I am trying to make new columns in a data frame that contain elements of one original column and have tried through a variety of ways using sapplyc and unnesting but have not gotten the right results. The column of interest looks like: df<-data_frame(file=c('U2_pN_Len', 'MM_pND_con', 'COS_CTL'))
and I want to separate the parts around in-between the _ into their own columns. I tried by making a reference data frame: df2<-data_frame(cell=c('U2', 'MM', 'COS'), insert=c('pND', 'pN', 'pGFP'), trt=c('Len', 'con', 'CTL'))
and was thinking of using an if command where if an aspect of the original data frame matched some an aspect of each column of df2 then it would print that match, ie I want my final data frame to look like:
out<-data_frame(file=c('U2_pN_Len', 'MM_pND_con', 'COS_CTL'), cell=c('U2', 'MM', 'COS'), insert=c('pND', 'pN', 'pGFP'), trt=c('Len', 'con', 'CTL'))
Anyone have any advice on how to do this using any command?
CodePudding user response:
In this approach, each column from df2 becomes a set of terms to check against within str_extract
. Depending on how large the actual lists are in your data set, this might become unwieldy.
library(tidyverse)
df<-tibble(file=c('U2_pN_Len', 'MM_pND_con', 'COS_CTL'))
df2<-tibble(cell=c('U2', 'MM', 'COS'), insert=c('pND', 'pN', 'pGFP'), trt=c('Len', 'con', 'CTL'))
cell = str_c(df2$cell, collapse = "|")
insert = str_c(df2$insert, collapse = "|")

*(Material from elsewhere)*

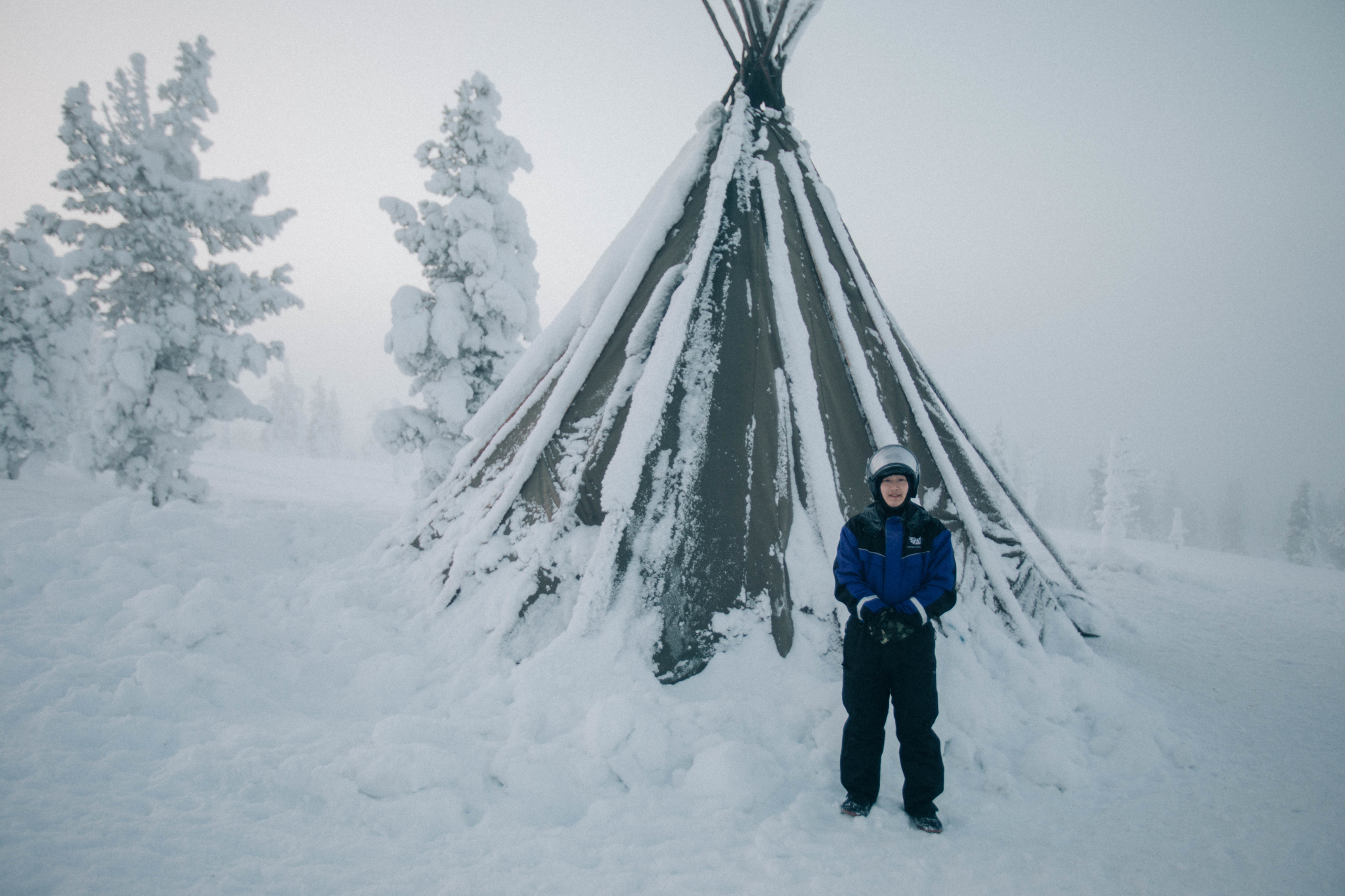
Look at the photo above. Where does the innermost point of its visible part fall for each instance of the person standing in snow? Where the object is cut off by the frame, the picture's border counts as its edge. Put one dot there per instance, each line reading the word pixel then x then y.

trt = str_c(df2$trt, collapse = "|")
df %>%
mutate(cell = str_extract(file, cell),
insert = str_extract(file, insert),
trt = str_extract(file, trt))
#> # A tibble: 3 × 4
#> file cell insert trt
#> <chr> <chr> <chr> <chr>
#> 1 U2_pN_Len U2 pN Len
#> 2 MM_pND_con MM pND con
#> 3 COS_CTL COS <NA> CTL
Created on 2022-12-09 with reprex v2.0.2